Here are some things you can do and some thoughts that may help you feel better and make the most out of this experience.
- You are very useful and a key part of the baby’s development. During these first months you’re in charge of logistics. Keep in mind that by taking care of the house chores and your partner , you’re taking care of the baby. These include both the ones directly related to the baby, such as making sure you have diapers, tissues, clean clothes, creams, shampoos, clean towels, blankets, etc, as well as your needs as adults, like water, food and clean clothes. The more proactive you are in anticipating not running out of essentials like the ones mentioned, the smoother everything will be. For example, using smart home assistants like Alexa or Google Home to create reminders, shopping lists or setting up alarms just with your voice may prevent some unwelcome situations.

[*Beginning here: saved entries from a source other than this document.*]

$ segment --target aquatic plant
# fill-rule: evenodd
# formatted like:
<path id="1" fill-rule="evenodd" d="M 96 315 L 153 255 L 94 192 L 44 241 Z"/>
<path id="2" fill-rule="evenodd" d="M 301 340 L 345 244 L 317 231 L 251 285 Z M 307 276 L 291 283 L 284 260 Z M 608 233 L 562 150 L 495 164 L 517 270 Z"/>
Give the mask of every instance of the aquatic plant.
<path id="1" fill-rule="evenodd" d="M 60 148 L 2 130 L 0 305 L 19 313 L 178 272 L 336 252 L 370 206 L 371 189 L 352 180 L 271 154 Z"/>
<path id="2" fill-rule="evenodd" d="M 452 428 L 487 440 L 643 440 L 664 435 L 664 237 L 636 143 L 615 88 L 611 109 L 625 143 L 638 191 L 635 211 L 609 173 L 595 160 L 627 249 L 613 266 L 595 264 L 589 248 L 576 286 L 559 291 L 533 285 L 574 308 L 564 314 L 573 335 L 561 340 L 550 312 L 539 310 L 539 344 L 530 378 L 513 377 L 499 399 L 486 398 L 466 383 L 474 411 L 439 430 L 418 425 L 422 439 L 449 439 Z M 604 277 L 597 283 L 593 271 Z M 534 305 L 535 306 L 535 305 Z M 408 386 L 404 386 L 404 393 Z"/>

- Paternity Leave. This may feel out of your hands, but as much as possible try to get some paternity leave or gather as much leave as possible following the birth of the baby. During the first months, having full support from the partner is essential since everything is new, there are a lot of unknowns and there are many things to do. These initial months will pass quickly and you want to feel you’ve been a part of introducing the baby to the world for the first time.
- Spend quality time with the baby. Fatherhood is in the small details and doing things with love. From changing a diaper, to preparing a soothing bath or when you calm the baby down when they get scared or are feeling sick. Try to enjoy the moments you spend with the baby, be present and appreciate what a uniquely rewarding experience being a father can be.
- Develop your own mantra. There are going to be episodes of madness where you feel your brain is going to explode. For example, when you’re holding the baby while he’s crying like the world is going to end. In these moments, it may be good to repeat a mantra for yourself that help you cope with those minutes that may feel like hours. Sentences like “this is temporary”, “it will get better”, “it’s just a few minutes”, “I can do this” may help you cope with these minutes of anguish.
- Don’t compare yourself to other parents, and even less so to your partner! One of the main sources of unhappiness is when we compare ourselves to others, and this is also true in parenthood. You compare the development and behaviour of your baby to others and you feel yours is doing less well. Same with your feelings and behaviours, you may watch Instagram or other social networks and see how happy other parents are, how well they are doing. Remember this is all externally facing, they only show you what they want you to see and don’t reflect the entire reality. All of them struggle. Don’t compare your feelings to the mom either, they have a natural bonding and connection with the baby that is different from the one you may experience at first, so accept that and understand it doesn’t mean you don’t love or care for the baby, you just do it in a different way.
- Be open minded. You might have had a lot of expectations about what you were going to do as a parent (and not do!). Now it turns out you can’t do much of what you wanted and expectations are not met. Accept yourself and your reality as it is and be flexible about your change in opinions and plans. Since rigidness is only going to bring frustration and anger, make sure you’re open to change.
- Communication and negotiations. Communication with your partner is key. Try to facilitate a space for open communication. Just listen to your partner, as you don’t need to solve all their emotions or problems, sometimes it’s enough to empathise with them and express you’re there for them. You may also want to negotiate with them about having a bit of personal space for both of you individually, where you can go to do some hobbies even if it’s once or twice a week for half an hour. You’ll both enjoy and appreciate it a lot, trust me.
- Make time for the couple. This may not be possible during the first months, but once the baby doesn’t need to eat that often it’s important to find some time for yourselves, where you can go for lunch or to the cinema and rekindle those moments you had before the baby was born.